Aim: The presented project is aimed at assessing the influence of involution changes on selected anthropometric characteristics in a group of women aged 60–84 years.
Method: The cross-sectional study used a multi-frequency bioimpedance method (InBody 720) to determine the body composition. The monitored group (n=169) was composed of females with a mean age of 69.91 years. The group was divided into five subgroups to evaluate involution changes.
Results: A statistically significant difference was detected (p <0.05) in body height between sub2 and sub3 based on statistical analysis. The mean values of visceral fat were located above the threshold of the health safety zone in all age categories. A significant increase of the visceral fat was detected between sub1 and sub2 (p <0.05). The mean values of WHR evidenced central distribution of the body fat. Differences of mean WHR values between sub1 and sub2 as well as between sub2 and sub3 are significant (p <0.01).
The problem of demographic aging of populations has become a priority in global terms.
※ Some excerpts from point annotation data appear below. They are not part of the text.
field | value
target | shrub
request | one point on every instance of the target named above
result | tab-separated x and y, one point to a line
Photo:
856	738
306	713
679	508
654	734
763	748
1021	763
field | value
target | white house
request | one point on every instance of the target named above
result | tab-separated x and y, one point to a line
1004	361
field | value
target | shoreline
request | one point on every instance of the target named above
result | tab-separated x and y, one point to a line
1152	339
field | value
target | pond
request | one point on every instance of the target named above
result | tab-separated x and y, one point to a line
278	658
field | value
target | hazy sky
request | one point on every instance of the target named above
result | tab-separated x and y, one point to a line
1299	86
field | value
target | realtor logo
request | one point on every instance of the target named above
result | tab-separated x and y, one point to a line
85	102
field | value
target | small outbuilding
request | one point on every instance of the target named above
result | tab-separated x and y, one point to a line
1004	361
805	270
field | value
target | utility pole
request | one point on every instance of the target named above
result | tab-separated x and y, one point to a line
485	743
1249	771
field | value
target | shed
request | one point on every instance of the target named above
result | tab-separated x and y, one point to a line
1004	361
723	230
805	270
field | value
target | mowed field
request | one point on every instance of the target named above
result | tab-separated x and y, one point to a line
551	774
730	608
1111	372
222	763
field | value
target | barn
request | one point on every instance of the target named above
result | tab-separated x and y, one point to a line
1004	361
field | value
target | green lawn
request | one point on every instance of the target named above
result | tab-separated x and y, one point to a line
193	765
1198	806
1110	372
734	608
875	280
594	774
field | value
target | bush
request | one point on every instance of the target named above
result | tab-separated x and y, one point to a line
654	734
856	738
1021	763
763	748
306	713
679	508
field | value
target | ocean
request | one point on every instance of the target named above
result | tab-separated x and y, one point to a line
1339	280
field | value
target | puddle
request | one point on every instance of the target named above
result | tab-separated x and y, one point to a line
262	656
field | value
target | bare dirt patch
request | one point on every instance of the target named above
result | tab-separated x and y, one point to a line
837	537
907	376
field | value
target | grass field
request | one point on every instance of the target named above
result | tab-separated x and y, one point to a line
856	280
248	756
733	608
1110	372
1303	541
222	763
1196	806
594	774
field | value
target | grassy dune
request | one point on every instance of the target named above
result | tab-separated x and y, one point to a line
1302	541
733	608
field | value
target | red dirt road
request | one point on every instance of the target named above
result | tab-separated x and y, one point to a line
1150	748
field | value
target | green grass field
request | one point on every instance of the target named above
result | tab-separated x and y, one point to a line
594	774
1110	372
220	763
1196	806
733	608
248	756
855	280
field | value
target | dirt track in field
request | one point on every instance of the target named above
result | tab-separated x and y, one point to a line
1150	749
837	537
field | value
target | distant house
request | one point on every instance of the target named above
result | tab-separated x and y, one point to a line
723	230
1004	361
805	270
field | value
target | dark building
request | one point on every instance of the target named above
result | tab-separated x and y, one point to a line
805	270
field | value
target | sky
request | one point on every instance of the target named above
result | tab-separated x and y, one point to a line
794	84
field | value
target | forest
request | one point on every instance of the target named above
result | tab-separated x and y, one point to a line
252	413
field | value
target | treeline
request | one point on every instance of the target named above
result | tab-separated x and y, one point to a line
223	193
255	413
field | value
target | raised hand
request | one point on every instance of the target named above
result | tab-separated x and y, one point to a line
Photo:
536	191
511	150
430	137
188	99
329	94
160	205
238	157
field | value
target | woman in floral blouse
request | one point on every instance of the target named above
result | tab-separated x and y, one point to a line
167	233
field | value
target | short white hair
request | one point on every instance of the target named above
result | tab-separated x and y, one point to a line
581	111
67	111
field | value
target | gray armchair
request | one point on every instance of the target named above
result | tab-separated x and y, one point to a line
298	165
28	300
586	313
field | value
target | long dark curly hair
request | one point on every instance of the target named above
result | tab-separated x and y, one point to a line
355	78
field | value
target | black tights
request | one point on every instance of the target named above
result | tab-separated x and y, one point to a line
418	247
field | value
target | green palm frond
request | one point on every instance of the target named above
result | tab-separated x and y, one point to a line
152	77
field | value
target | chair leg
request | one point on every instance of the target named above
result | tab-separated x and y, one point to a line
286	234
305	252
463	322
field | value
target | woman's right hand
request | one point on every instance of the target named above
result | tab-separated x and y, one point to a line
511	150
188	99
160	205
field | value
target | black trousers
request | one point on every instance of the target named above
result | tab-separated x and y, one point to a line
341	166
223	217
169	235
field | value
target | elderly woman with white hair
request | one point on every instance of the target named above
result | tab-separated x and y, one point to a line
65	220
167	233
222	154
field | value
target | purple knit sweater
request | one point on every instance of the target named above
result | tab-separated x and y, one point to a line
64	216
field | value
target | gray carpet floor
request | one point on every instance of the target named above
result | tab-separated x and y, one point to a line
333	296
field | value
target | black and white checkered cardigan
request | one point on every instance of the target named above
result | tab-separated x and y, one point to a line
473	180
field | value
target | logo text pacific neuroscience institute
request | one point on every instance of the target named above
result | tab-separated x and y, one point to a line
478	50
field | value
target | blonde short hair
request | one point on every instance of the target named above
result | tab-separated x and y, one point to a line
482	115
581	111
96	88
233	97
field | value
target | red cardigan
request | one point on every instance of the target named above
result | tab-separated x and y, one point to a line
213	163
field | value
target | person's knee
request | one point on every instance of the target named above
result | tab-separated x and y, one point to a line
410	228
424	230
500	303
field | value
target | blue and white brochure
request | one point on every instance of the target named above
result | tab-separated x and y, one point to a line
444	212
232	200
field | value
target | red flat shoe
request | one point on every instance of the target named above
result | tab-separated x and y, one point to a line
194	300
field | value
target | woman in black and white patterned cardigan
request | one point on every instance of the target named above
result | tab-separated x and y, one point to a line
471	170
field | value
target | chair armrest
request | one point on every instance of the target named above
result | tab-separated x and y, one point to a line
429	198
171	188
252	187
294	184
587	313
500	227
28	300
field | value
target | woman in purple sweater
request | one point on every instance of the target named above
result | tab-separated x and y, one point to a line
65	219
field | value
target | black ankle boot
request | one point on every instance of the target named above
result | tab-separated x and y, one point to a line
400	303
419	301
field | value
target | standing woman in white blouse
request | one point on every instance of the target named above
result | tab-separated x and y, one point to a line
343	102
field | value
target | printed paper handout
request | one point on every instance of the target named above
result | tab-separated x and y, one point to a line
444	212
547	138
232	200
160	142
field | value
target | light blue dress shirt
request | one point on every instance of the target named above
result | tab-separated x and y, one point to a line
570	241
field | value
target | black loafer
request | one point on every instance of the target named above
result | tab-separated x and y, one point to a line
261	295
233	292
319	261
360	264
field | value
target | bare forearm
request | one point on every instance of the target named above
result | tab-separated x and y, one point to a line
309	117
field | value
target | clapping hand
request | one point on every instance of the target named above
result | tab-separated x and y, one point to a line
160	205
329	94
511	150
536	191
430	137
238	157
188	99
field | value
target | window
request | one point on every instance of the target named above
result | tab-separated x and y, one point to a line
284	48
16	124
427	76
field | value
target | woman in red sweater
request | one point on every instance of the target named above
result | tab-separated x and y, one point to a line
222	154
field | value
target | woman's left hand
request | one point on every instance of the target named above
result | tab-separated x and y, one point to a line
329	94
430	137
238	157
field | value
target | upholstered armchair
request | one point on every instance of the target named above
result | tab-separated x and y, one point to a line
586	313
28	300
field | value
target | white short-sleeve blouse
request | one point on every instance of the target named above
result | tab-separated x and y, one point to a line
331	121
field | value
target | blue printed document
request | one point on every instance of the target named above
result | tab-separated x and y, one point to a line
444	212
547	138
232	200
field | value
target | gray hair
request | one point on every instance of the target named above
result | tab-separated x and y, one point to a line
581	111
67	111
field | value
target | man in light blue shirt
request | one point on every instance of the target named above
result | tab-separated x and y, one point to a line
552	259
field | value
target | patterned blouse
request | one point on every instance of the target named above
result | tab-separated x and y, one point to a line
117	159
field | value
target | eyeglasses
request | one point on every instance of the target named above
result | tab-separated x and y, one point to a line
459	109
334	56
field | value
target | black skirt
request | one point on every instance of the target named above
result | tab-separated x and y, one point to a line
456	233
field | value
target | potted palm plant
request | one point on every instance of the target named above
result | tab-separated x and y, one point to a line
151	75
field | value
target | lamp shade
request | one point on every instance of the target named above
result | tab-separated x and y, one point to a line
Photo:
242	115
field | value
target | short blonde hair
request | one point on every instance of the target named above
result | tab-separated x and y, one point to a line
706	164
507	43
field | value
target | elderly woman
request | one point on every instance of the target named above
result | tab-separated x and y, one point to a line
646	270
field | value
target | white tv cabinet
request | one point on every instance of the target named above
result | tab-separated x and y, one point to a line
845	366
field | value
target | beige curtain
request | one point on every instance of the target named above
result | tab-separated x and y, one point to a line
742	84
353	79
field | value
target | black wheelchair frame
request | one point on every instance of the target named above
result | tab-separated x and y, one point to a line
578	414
It invokes the interest of health care personnel and social workers, and causes fears in economists and politicians, who are beginning to realise the extent and impacts of this problem. The number of individuals older than 100 years ( centenarians) and older than 110 years ( supercentenarians)respectively is also rising, creating the most dynamic segment of the population [1]. The following countries have the highest number of supercentenarians: the UK, France, Japan and the Unites States [2].
The process of demographic aging is influenced especially by the population wave of "post-war children” who were born after 1945 in advanced European countries. After 2010, this brings great demands on the pension systems as well as on the organisation and financing of health and social services [3]. Demographic development of the Czech population is consequential according to Burcin [4]. The prognosis of our and UN demographists shows that the Czech Republic may have, together with Italy and Greece, the highest proportion of seniors in the world in the second half of the 21st century. The population prognosis of the Czech Statistical Office [5] basically confirms Burcin´s opinion even though it emphasises that the population development in the Czech Republic is not completely stable and thus it is more difficult to predict.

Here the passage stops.